3 - Deus dotou-nos com um solo invejável, um sol magnífico e uma costa ridente. Pois devemos aproveitar esses dons para vender a imagem do país.

Temos aldeias espalhadas pelo interior que estão praticamente abandonadas, por mor da fatídica falta de condições para a fixação das populações locais. Trata-se agora de valorizar esse património aos olhos do estrangeiro, mostrando-lhe como é bom viver em zonas rurais tão castiças, longe do bulício desgastante das cidades e beneficiando das modernas vias de comunicação que tivemos o talento de multiplicar pelo país.

Uma parte do nosso território, eriçado de encostas onde se produzem vinhos de reputação internacional, muito graças ao esforço titânico dos nossos antepassados lavradores, já está a ser explorado, desde há séculos, por ricas empresas estrangeiras. Pois podemos agora cativar o forasteiro para o aprazível lazer campestre, chamando às nossas aldeias o investimento fecundo de capitalistas estrangeiros e facilitando até a sua fixação nesses locais, o que só nos honrará como grande povo hospitaleiro.

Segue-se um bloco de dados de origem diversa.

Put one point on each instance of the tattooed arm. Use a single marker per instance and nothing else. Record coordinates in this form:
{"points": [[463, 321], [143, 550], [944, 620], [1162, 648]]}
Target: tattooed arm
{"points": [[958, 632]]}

O sol é outra das nossas riquezas. Devemos vendê-lo a quem o pode comprar e a quem o pode gozar. Sobretudo as nossas costas, tão soalheiras e marginadas por um mar tão doce, são um fabuloso cartaz de promoção do nosso país. O nosso litoral poderá, assim, ser uma grande fonte de receita, vendido a bom preço por metro quadrado a cidadãos de outras nações mais poderosas, mas menos afortunadas das riquezas do astro-rei.

 

Eis uma honesta súmula  de propostas para bem vender a nossa imagem e o nosso país. Estou certo de que, assim, poderemos transaccioná-lo com tudo o que tem de valioso por um preço deveras estimável, firmando-nos como uma das nações mais comercializáveis do mundo.